Orthopedic Coding Alert

Dispel These 3 Common Spine Coding Myths At the Root of Reduced Reimbursement

Surprise: You can report instrumentation removal during repeat fusions

A surgeon performs both posterior and anterior arthrodesis, but the insurer denies 22554 and bundles it into 22600 - and you write off about $675 that Medicare allots for 22554 under the multiple-procedure rule, right? Not so fast. You've just fallen prey to one of the top-three spine coding myths.

The following spine coding scenarios will help you tighten up your claims and give your appeals some muscle.

Myth #1: You can't bill instrumentation removal during repeat fusions

Suppose your surgeon places segmental instrumentation during a spinal fusion, but a year later the patient returns complaining of severe low back pain, and the surgeon suspects pseudarthrosis.

The surgeon returns the patient to the operating room (OR), removes the instrumentation and explores the fusion mass (22830, Exploration of spinal fusion). The orthopedic surgeon confirms pseudarthrosis and performs a redo fusion.

"Some Medicare carriers say you can't use the instrumentation removal codes with 22830," said Greg Przybylski, MD, professor and director of neurosurgery at the NJ Neuroscience Institute at JFK Medical Center and Seton Hall University, at a May Coding Institute audioconference titled "Eight Stellar Strategies for Spine Surgery Pay-up."

Those Medicare payers are wrong, Przybylski says. "CPT added language in 2005 that states the AMA's position, which is that you can use the instrumentation removal/reinsertion codes with 22830."

The applicable removal/reinsertion codes you should report are:

  • 22849 - Reinsertion of spinal fixation device
  • 22850 - Removal of posterior nonsegmental instrumentation (e.g., Harrington rod)
  • 22852 - Removal of posterior segmental instrumentation
  • 22855 - Removal of anterior instrumentation.

    Justification: CPT states, "Report modifier 51 (Multiple procedures) with 22849, 22850, 22852 and 22855 when instrumentation reinsertion or removal is reported with other definitive procedures such as arthrodesis, decompression, and exploration of fusion."

    If your insurer continues to deny your instrumentation removal claims when you report spinal fusion, copy the applicable page of CPT (the notation is printed directly above code 22830's descriptor) and send it with your appeal, along with a short letter from the surgeon.

    Myth #2: You can bill corpectomy with lumbar interbody fusion

    Your spine surgeon turns in the following operative note:

    "I performed a transforaminal lumbar interbody fusion at L4-5, and performed osteotomy anteriorly in the disk space to augment the fusion and posteriorly to facilitate placement of the cages.

    "I prepared the end plates and packed autograft bone anteriorly and laterally, then packed 9- x 22-mm cages with cancellous autograft as placed."

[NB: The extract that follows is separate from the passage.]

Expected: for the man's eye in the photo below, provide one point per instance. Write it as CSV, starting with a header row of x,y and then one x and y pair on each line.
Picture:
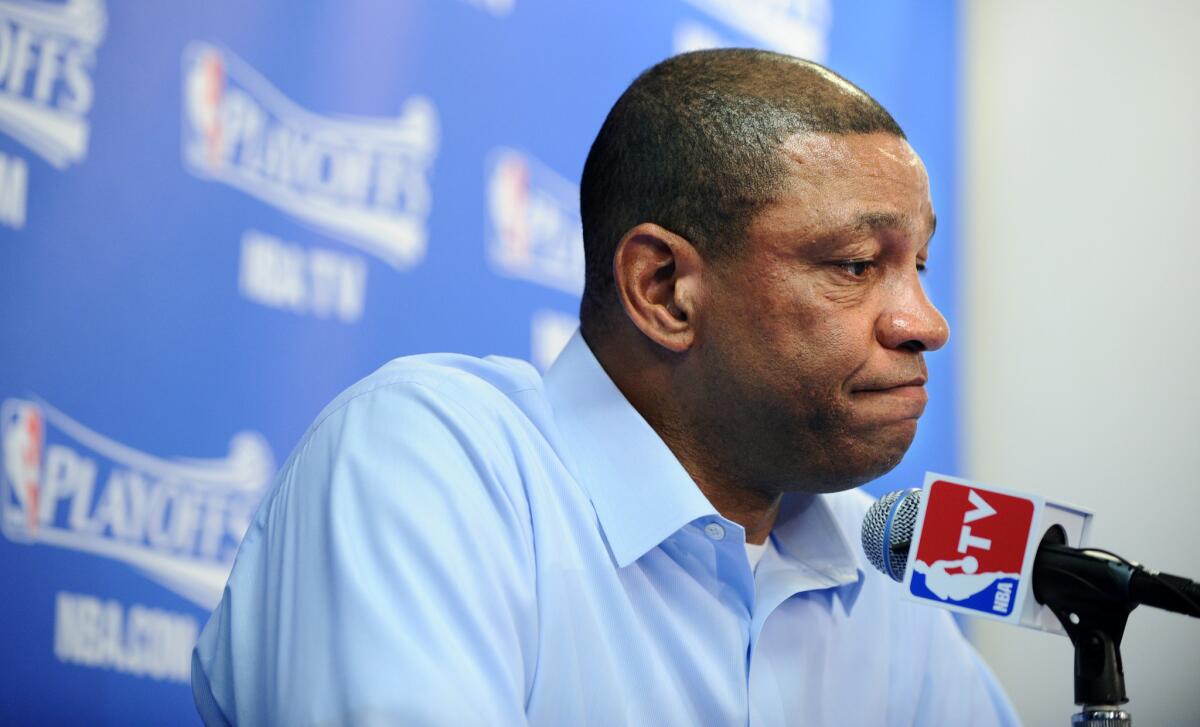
x,y
857,268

    Your surgeon recommends that you report the arthrodesis code along with a partial corpectomy (63087, Vertebral corpectomy [vertebral body resection], partial or complete, combined thoracolumbar approach with decompression of spinal cord, cauda equina or nerve root[s], lower thoracic or lumbar; single segment), and your office manager agrees. They have just been sucked into myth number two.

    Reality: You should not report the corpectomy,  says Matthew Twetten, manager of health policy  and reimbursement at the North American Spine Society (NASS).

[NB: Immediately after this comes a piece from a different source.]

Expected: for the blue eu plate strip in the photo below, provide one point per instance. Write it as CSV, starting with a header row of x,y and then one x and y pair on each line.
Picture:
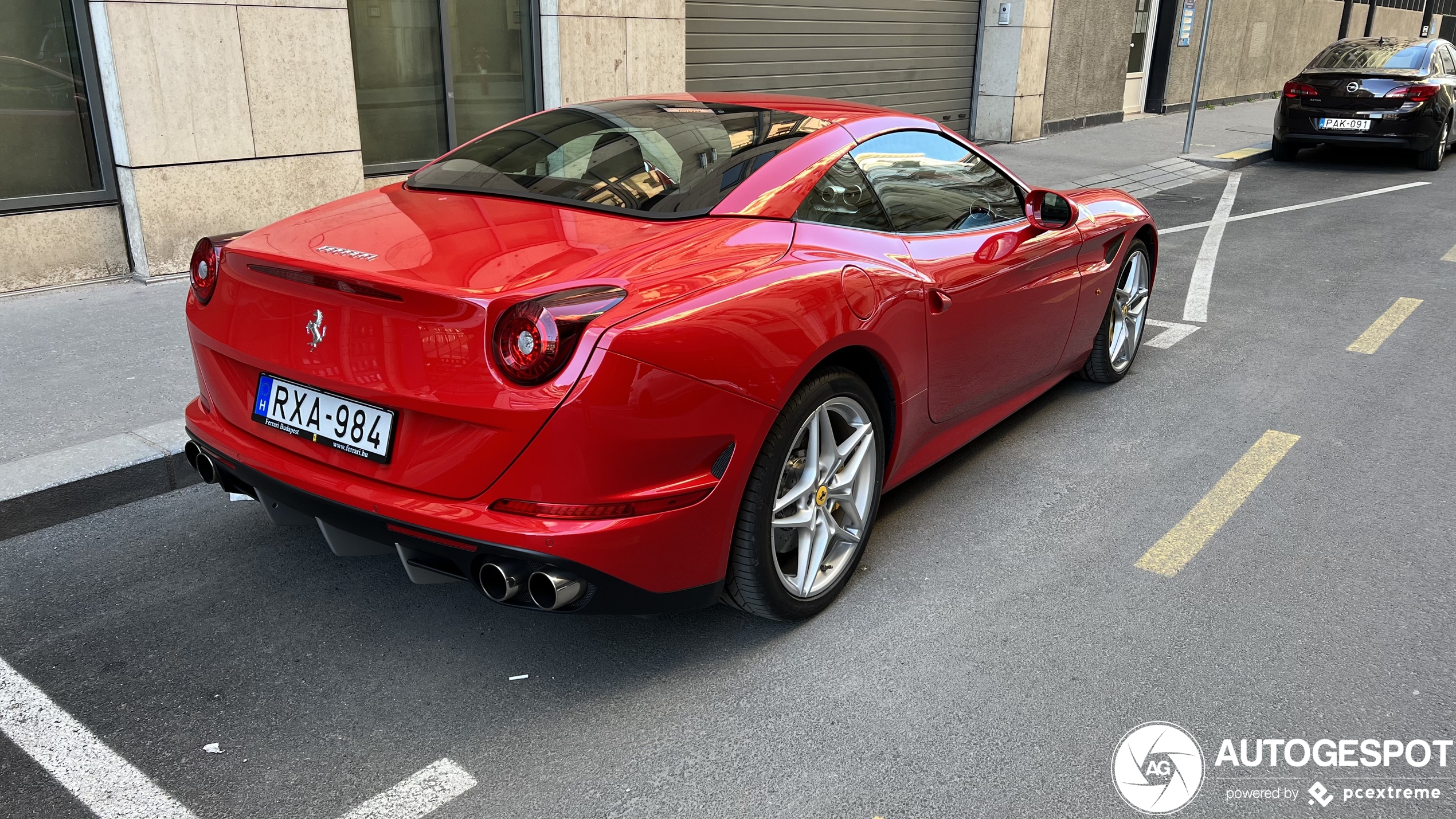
x,y
264,392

    Right way: You should report the following codes, Twetten says:

  • 22630 - Arthrodesis, posterior interbody technique, including laminectomy and/or diskectomy to prepare interspace (other than for decompression), single interspace; lumbar
  • 22851 - Application of intervertebral biomechanical device(s) (e.g., synthetic cage[s], threaded bone dowel[s], methylmethacrylate) to vertebral defect or interspace
  • 20936, 20937 or 20938 (Autograft for spine surgery only...) for the bone grafting, depending on the location.

    "In this scenario, the spine surgeon is incorrect   in billing a partial corpectomy, and to do so is to  engage in misleading overbilling, something NASS adamantly advises all practitioners from engaging in," Twetten says.

    Myth #3: Carriers are probably correct in bundling anterior surgeries with posterior procedures

    If your spine surgeon performs both posterior and anterior surgeries on a patient on the same date, you should not have to write off payment for one of the procedures that he performs.

    For example, if your surgeon performs anterior interbody arthrodesis (22554) and posterior arthrodesis (22600), your insurer should not bundle 22554 into 22600. But many carriers do just that, and some orthopedic practices simply accept the denial.

    Surgeons perform anterior and posterior surgeries through separate exposures, and the work is completely separate, Przybylski says.

    Strategy: Practices that face such denials should arrange for the surgeon to meet with the payer representative, Przybylski says.

    The surgeon should explain that the surgeries are separate from one another. In addition, the surgeon should describe how an arthrodesis on one side of the spine has nothing to do with the other side.